I would ensure state and federal policies invest in higher, value-based payments for primary care clinicians. Research and experience tell us that if we pay for care differently – moving away from fee-for-service and embracing global payments – we can improve quality and outcomes and achieve greater value for our healthcare dollars. At ACHP, I work with nonprofit community health plans committed to advancing value-based care, and I’ve enjoyed getting a closer look at highly successful initiatives such as CDPHP’s Enhanced Primary Care program and Independent Health’s Primary Value payment models. These models have demonstrated better clinical outcomes, superior patient experience, and avoidance of costly downstream ER visits and hospitalizations.

What one thing about your work do you want people working outside primary care to know or understand?

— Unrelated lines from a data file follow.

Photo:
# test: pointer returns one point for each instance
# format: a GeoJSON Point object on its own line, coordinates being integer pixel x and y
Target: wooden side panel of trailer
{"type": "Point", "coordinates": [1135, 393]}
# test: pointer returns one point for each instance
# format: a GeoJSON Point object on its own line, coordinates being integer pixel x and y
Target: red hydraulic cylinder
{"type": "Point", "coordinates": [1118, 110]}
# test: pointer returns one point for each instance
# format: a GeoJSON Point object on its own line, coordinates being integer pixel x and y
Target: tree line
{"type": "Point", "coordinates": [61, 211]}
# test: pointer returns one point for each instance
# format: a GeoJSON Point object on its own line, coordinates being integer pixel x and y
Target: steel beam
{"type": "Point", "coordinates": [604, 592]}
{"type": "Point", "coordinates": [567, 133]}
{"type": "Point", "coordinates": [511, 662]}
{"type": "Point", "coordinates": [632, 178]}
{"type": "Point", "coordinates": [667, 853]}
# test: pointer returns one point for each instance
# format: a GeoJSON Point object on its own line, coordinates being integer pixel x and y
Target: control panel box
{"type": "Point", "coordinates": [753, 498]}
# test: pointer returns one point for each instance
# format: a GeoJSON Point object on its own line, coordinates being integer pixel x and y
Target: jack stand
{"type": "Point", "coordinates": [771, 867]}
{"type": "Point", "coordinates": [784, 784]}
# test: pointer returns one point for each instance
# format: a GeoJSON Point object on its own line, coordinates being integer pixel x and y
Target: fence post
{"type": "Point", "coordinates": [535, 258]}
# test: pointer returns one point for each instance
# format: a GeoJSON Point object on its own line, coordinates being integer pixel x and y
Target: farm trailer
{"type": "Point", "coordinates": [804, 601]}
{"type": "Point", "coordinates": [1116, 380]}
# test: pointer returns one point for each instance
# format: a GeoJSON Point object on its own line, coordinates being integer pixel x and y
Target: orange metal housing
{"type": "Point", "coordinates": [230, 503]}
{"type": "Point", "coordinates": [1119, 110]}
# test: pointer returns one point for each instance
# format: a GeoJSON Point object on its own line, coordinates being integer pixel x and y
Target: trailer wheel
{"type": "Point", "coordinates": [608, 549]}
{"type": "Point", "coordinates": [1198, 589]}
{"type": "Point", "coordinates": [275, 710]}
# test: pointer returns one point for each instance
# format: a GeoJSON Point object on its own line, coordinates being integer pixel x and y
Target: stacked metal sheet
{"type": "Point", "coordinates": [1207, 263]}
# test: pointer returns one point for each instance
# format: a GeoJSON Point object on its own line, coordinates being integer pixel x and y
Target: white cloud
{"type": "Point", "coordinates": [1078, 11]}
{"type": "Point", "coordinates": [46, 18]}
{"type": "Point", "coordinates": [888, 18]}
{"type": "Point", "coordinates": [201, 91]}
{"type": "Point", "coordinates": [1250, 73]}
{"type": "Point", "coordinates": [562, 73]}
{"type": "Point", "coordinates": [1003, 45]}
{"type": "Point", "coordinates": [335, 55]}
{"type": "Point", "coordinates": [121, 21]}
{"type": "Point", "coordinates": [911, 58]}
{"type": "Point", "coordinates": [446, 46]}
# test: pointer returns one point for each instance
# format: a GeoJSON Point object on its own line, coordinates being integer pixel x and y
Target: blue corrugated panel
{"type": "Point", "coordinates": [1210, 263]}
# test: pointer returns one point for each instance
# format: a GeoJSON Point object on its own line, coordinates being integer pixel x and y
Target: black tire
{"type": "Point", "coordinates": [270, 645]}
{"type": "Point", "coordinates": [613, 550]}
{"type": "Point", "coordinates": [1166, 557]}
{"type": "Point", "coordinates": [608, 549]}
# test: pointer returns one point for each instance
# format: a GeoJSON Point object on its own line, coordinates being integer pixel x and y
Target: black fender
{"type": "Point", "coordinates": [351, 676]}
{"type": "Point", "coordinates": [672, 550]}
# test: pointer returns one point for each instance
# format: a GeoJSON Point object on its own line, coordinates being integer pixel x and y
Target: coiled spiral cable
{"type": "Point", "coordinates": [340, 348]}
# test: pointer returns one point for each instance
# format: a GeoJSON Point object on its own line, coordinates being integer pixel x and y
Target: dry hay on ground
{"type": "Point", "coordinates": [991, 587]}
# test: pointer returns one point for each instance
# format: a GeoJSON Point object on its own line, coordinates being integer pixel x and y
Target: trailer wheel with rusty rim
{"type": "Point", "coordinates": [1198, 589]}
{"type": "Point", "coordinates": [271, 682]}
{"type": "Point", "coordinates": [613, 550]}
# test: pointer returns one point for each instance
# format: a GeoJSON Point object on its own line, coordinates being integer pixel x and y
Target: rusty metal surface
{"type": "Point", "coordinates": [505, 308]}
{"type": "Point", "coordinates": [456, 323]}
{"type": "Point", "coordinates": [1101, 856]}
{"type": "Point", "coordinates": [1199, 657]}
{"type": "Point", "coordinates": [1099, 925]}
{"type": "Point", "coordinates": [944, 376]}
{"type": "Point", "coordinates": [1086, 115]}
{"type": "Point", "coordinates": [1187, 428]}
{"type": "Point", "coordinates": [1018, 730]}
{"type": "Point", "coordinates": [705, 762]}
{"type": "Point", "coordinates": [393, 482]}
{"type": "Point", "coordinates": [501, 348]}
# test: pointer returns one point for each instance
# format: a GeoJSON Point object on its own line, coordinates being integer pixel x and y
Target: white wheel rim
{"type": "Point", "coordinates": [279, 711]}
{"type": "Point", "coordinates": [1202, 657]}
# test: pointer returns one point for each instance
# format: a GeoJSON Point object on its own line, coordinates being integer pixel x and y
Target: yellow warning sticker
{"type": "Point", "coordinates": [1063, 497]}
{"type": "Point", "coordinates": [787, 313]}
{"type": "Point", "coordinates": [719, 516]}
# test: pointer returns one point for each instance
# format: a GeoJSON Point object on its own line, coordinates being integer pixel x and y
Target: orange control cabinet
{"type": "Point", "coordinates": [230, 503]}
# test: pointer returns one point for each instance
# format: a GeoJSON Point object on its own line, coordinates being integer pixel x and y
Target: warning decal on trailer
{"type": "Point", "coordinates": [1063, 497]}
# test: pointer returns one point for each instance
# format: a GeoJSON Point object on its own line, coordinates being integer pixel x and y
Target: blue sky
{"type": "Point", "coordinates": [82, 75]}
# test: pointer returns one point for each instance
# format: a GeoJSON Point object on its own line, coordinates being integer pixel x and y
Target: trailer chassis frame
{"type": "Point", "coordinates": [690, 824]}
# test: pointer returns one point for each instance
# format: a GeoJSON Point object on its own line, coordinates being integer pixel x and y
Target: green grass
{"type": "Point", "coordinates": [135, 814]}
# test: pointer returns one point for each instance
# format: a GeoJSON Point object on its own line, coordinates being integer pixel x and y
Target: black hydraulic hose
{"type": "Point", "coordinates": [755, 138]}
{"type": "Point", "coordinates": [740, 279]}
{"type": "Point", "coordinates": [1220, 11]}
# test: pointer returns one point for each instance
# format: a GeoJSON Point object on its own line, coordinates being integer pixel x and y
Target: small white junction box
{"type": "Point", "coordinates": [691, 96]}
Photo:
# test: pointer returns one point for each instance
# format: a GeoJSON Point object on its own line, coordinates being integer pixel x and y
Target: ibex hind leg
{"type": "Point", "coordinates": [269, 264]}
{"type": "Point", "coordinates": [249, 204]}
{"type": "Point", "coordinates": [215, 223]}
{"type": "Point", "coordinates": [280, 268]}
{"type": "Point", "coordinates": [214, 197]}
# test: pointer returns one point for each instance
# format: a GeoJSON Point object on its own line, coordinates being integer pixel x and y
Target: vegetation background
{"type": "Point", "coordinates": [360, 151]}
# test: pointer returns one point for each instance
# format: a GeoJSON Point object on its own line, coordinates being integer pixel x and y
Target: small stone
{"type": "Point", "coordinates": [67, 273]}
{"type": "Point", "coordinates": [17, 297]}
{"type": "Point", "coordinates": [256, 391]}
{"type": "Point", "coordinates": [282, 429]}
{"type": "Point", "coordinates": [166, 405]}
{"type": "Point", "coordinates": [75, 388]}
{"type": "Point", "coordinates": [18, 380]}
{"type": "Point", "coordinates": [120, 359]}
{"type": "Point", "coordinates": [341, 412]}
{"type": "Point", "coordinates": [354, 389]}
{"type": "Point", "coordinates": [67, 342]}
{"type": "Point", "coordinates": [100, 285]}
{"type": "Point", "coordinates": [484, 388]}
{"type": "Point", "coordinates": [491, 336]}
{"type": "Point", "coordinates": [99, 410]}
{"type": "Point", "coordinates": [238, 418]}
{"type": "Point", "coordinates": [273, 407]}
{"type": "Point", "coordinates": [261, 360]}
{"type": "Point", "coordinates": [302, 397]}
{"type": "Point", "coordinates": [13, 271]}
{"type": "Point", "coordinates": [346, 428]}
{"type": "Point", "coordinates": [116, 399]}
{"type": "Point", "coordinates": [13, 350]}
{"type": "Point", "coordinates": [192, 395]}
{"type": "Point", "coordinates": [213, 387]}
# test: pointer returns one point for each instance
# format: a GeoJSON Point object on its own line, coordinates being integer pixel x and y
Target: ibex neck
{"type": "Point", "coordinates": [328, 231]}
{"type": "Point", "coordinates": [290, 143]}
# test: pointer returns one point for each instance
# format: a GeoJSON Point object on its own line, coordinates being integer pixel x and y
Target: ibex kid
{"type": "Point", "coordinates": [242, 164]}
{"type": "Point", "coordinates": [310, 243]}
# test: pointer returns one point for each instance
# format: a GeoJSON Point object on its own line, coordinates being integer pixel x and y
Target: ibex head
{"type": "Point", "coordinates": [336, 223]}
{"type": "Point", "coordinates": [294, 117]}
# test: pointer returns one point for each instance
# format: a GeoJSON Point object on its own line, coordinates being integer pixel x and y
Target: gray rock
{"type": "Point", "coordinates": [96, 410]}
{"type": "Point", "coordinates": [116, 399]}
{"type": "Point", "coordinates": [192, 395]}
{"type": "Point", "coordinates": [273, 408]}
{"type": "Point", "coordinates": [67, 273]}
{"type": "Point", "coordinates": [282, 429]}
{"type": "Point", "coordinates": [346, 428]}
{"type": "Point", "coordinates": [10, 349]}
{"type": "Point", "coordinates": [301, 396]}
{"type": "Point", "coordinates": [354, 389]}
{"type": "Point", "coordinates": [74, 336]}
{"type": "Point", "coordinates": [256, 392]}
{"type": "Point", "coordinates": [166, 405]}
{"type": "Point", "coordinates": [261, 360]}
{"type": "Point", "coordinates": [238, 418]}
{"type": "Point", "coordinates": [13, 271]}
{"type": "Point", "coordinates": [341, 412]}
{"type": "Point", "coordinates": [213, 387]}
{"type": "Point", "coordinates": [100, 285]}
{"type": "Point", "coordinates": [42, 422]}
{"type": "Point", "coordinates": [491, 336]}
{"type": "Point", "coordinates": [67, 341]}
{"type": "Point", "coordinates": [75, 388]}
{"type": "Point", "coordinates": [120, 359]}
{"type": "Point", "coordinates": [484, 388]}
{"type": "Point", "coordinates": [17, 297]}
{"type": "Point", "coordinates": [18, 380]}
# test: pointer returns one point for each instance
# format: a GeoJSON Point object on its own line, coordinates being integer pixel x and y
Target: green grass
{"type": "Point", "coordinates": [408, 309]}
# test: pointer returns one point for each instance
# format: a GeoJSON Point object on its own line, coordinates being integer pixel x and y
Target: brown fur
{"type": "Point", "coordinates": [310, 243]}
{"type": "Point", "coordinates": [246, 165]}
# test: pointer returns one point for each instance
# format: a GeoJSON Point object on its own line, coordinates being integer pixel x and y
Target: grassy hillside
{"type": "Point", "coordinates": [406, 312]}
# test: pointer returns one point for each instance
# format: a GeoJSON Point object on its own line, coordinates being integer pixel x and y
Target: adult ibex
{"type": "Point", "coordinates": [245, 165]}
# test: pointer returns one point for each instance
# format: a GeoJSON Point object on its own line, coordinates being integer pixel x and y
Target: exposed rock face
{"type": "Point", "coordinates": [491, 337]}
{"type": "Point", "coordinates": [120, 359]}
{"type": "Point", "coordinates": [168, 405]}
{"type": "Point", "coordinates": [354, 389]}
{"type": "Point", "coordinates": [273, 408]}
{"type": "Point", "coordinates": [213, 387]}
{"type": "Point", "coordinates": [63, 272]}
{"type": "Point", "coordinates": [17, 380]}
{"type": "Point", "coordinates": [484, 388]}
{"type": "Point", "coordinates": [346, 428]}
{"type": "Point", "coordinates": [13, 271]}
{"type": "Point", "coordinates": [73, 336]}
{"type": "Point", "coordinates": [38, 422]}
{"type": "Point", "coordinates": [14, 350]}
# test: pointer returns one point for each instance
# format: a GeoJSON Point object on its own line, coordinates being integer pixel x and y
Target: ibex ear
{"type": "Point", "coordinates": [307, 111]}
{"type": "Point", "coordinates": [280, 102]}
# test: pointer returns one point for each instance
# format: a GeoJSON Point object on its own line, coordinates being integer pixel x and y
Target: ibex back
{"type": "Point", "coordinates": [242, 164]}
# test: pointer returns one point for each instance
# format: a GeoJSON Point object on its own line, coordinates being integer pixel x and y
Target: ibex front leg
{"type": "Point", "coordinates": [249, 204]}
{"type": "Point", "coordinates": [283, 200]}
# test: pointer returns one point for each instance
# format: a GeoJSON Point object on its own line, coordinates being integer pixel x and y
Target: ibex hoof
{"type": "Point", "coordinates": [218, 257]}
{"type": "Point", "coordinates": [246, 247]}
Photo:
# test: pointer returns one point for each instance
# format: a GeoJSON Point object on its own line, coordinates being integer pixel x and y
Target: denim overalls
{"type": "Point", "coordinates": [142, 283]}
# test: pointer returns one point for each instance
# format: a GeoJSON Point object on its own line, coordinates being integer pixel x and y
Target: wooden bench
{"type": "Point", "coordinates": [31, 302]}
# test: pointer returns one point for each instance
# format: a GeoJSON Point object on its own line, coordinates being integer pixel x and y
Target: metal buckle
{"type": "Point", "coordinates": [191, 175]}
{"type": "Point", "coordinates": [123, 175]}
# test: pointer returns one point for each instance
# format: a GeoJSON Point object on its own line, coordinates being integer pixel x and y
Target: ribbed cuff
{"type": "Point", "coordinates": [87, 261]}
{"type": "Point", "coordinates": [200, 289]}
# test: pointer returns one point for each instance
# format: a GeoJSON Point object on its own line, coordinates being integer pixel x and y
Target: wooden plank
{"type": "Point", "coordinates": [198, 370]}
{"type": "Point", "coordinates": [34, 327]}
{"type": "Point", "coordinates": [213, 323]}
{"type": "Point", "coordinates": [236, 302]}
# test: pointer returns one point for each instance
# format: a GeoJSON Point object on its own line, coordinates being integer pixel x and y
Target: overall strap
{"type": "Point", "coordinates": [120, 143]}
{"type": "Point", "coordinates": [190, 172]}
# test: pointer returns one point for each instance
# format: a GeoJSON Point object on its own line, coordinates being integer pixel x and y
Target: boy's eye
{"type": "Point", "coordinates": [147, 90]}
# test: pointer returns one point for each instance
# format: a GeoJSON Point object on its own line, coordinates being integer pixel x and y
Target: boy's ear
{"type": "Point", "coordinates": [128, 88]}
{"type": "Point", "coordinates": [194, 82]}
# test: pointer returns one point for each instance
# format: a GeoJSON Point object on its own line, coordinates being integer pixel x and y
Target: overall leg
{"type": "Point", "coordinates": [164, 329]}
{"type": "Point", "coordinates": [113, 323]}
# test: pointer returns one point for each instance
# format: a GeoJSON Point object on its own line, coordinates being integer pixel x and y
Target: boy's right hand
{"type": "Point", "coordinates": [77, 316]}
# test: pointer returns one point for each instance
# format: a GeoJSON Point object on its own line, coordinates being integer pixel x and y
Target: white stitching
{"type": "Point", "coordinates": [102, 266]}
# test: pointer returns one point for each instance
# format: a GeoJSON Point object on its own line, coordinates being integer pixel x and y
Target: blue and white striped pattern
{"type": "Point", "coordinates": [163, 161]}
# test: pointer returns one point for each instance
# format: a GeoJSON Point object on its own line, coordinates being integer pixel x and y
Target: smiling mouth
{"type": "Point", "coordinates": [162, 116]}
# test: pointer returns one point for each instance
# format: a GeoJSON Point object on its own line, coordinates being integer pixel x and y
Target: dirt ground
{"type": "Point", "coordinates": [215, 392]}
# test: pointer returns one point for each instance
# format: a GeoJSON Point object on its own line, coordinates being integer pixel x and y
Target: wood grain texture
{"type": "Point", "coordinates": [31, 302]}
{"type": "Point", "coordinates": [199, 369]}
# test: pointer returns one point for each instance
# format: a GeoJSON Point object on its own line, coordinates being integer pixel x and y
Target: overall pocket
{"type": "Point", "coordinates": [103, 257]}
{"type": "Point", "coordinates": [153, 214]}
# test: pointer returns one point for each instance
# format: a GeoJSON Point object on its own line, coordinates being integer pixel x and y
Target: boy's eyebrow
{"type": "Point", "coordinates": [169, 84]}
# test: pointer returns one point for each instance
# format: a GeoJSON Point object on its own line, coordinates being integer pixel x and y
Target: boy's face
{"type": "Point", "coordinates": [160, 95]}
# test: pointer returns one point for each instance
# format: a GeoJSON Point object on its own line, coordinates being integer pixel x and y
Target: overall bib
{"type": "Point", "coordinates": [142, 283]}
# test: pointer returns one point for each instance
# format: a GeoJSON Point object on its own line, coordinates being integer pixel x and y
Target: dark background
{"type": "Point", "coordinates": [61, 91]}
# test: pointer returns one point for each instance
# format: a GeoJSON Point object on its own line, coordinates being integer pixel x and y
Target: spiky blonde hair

Telehealth is here to stay and is critical to primary care’s future. While usage has declined since the peak of the pandemic, data I’ve seen from community health plans still show significant adoption gains, notably among Medicaid beneficiaries and those engaging with mental healthcare services. To meet evolving consumer demands and better reach rural, underserved and at-risk populations, we need to advocate for continued flexibilities in telehealth. We also need to bridge the “digital divide” to ensure equitable access to telehealth, both from a technology-availability and digital-literacy perspective. One rural health plan I spoke with has started a program that trains senior populations on using smartphones and wearable devices, and it’s staffed by local, volunteer high school students. I love that creativity, and I have a teenage son who would be great at that.

Looking back on your career, what’s the most significant contribution to primary care that you or your team have made?

Supporting primary care practices as they transition into value-based care contracts. While at Evolent Health, I remember visiting primary care offices in southwest Ohio, including one led by two older physicians and staff who had worked together for over 20 years. Our team was sharing new analytic reports and the launch of programs focused on complex care management and hospital transitions to prevent avoidable readmissions. Through discussions like these, I gained a healthy appreciation for the level of commitment and effort required of practice leaders to shift and adapt long-standing, operational processes. I really enjoyed working with this health system as a whole and celebrated when they later achieved target on their quality measures.